L’autorité sanitaire de l’Oregon procède cet été à des modifications
administratives concernant ses organismes de réglementation des champignons
psychédéliques et du cannabis, dont certaines suscitent des inquiétudes au sein du secteur.

Les services de psilocybine de l'Oregon et le programme de marijuana
médicale de l'Oregon, tous deux confrontés à des difficultés budgétaires,
fusionneront d'ici le 1er septembre , a confirmé mercredi l'Autorité
sanitaire de l'Oregon. Malgré les réductions de coûts et les postes vacants,
les responsables de l'agence ont estimé que la fusion était la solution la plus rentable.

Angela Allbee, responsable de la section des services de psilocybine de
l'Oregon, dirigera la nouvelle section fusionnée de la psilocybine et du
cannabis médical de l'Oregon. Megan Lockwood, responsable de la section du
cannabis médical, rejoindra le Bureau des licences sanitaires en tant que
directrice par intérim suite au départ à la retraite de Bob Bothwell.

En 2020, les électeurs de l'Oregon ont approuvé la loi sur les services de
psilocybine de l'Oregon (Oregon Psilocybin Services Act) autorisant l'usage
supervisé des champignons hallucinogènes. La mesure 109, adoptée avec
environ 56 % des voix, a fait de l'Oregon
le premier État du pays à mettre en place un système d'autorisation.

Les défenseurs des psychédéliques , alors et toujours classés comme
stupéfiants de catégorie 1 au niveau fédéral, les présentaient comme un
traitement contre la dépression, l'anxiété et la toxicomanie . Ils
s'appuyaient sur des années d' études et plaidaient pour que ces substances
soient accessibles au public sous la tutelle de l'Autorité sanitaire de
l'Oregon. Les électeurs ont approuvé cette proposition
et l'État a mis en place une structure administrative.

Mais en 2026, les dirigeants du secteur s'inquiètent de l'impact des
nouveaux frais de licence proposés par l'Autorité sanitaire de l'Oregon,
d'autant plus qu'ils coïncident avec un déclin de l'activité.

« Ils organiseront des réunions publiques d'écoute, et tout le monde leur
dira : “N'en faites rien” », a déclaré Andreas Met, fondateur de Satya
Therapeutics à Medford, l'un des premiers fabricants agréés de l'État.
« Cela anéantira le secteur. »

La semaine prochaine, un comité consultatif sur la réglementation des
services de psilocybine de l'Oregon examinera les règles proposées pour
l'année prochaine , notamment les modifications tarifaires.
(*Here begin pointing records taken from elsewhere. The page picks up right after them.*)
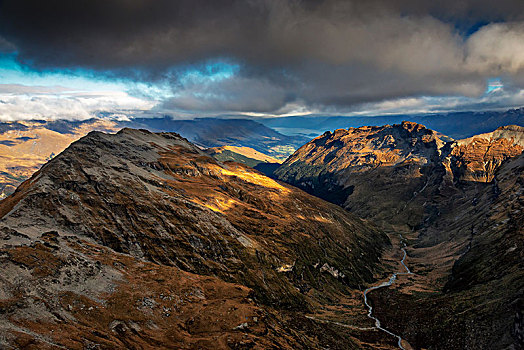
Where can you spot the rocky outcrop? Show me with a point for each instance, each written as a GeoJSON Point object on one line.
{"type": "Point", "coordinates": [460, 205]}
{"type": "Point", "coordinates": [141, 240]}
{"type": "Point", "coordinates": [396, 173]}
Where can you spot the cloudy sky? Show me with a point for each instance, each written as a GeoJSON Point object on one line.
{"type": "Point", "coordinates": [70, 59]}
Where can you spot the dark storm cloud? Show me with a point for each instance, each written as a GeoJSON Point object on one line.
{"type": "Point", "coordinates": [315, 53]}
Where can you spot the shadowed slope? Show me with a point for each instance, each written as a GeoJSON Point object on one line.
{"type": "Point", "coordinates": [141, 240]}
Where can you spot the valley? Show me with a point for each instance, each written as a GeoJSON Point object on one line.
{"type": "Point", "coordinates": [459, 206]}
{"type": "Point", "coordinates": [152, 218]}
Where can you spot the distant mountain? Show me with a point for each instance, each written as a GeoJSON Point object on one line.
{"type": "Point", "coordinates": [244, 155]}
{"type": "Point", "coordinates": [141, 240]}
{"type": "Point", "coordinates": [25, 146]}
{"type": "Point", "coordinates": [459, 204]}
{"type": "Point", "coordinates": [457, 125]}
{"type": "Point", "coordinates": [213, 132]}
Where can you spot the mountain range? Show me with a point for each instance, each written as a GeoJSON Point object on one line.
{"type": "Point", "coordinates": [458, 125]}
{"type": "Point", "coordinates": [459, 203]}
{"type": "Point", "coordinates": [376, 237]}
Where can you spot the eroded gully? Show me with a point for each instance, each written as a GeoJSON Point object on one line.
{"type": "Point", "coordinates": [392, 280]}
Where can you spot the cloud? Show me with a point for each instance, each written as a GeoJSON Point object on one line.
{"type": "Point", "coordinates": [18, 102]}
{"type": "Point", "coordinates": [290, 54]}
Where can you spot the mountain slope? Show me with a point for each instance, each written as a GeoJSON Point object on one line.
{"type": "Point", "coordinates": [25, 146]}
{"type": "Point", "coordinates": [458, 125]}
{"type": "Point", "coordinates": [458, 203]}
{"type": "Point", "coordinates": [214, 132]}
{"type": "Point", "coordinates": [140, 240]}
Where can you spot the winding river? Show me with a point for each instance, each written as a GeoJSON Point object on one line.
{"type": "Point", "coordinates": [392, 280]}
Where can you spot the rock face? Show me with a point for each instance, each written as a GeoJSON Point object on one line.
{"type": "Point", "coordinates": [395, 173]}
{"type": "Point", "coordinates": [26, 145]}
{"type": "Point", "coordinates": [141, 240]}
{"type": "Point", "coordinates": [459, 203]}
La mesure 109
exigeait que le service se finance par les frais de service plutôt que par les impôts.

« En raison de la hausse des coûts indépendants de la volonté d’OPS, l’augmentation
des frais est la seule option pour assurer la viabilité du budget et des
programmes », indique le site Web de la division .
La consultation publique aura lieu le 1er septembre.

« Une structure basée sur des frais avec des coûts croissants sera toujours
une source de problèmes à résoudre », a déclaré Allbee à Lucid News , une
publication spécialisée dans les psychédéliques, en février.
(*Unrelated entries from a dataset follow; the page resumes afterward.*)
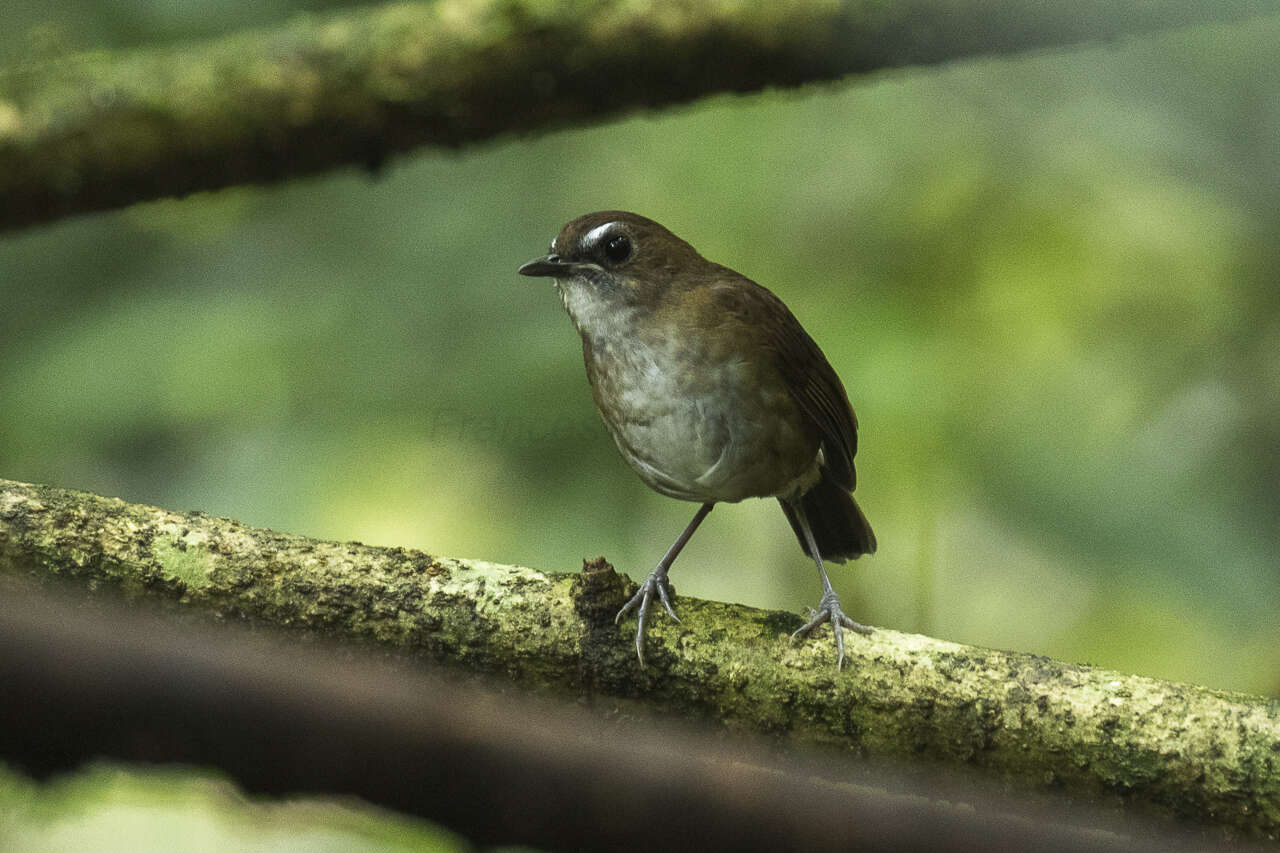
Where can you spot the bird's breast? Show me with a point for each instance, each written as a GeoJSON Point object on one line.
{"type": "Point", "coordinates": [695, 422]}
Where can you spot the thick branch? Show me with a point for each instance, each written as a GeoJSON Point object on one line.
{"type": "Point", "coordinates": [1200, 753]}
{"type": "Point", "coordinates": [104, 129]}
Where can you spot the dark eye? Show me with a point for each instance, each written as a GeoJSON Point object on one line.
{"type": "Point", "coordinates": [617, 249]}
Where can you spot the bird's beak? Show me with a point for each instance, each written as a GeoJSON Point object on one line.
{"type": "Point", "coordinates": [552, 265]}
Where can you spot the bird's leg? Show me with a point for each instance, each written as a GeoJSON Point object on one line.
{"type": "Point", "coordinates": [657, 583]}
{"type": "Point", "coordinates": [828, 606]}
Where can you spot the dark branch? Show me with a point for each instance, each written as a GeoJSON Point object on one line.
{"type": "Point", "coordinates": [105, 129]}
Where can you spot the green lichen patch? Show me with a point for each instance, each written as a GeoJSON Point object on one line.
{"type": "Point", "coordinates": [190, 562]}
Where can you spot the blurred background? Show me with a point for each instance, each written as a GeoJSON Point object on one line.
{"type": "Point", "coordinates": [1048, 282]}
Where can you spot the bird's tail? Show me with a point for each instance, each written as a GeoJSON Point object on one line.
{"type": "Point", "coordinates": [839, 525]}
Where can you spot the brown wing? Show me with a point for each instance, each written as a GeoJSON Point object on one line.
{"type": "Point", "coordinates": [812, 381]}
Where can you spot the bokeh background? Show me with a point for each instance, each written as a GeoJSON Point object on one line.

Le service chargé du cannabis réunira également un comité consultatif sur la
réglementation afin d'évaluer les modifications à apporter aux règles
relatives aux tests de dépistage du cannabis, mais pas avant la fin de l'été
. À l'instar de la thérapie à base de psilocybine, le cannabis médical a été
approuvé par les électeurs en 1998, suivi du cannabis récréatif en 2014.

Selon les nouvelles propositions, les frais de licence pour les fabricants
et les centres de services de psilocybine doubleraient, passant de 10 000 $
à 20 000 $ ; les frais pour les facilitateurs passeraient de 2 000 $ à 4 000
$. Le prix des licences de laboratoire et de leurs renouvellements resterait
à 10 000 $ jusqu’en 2029, puis doublerait pour atteindre 20 000 $.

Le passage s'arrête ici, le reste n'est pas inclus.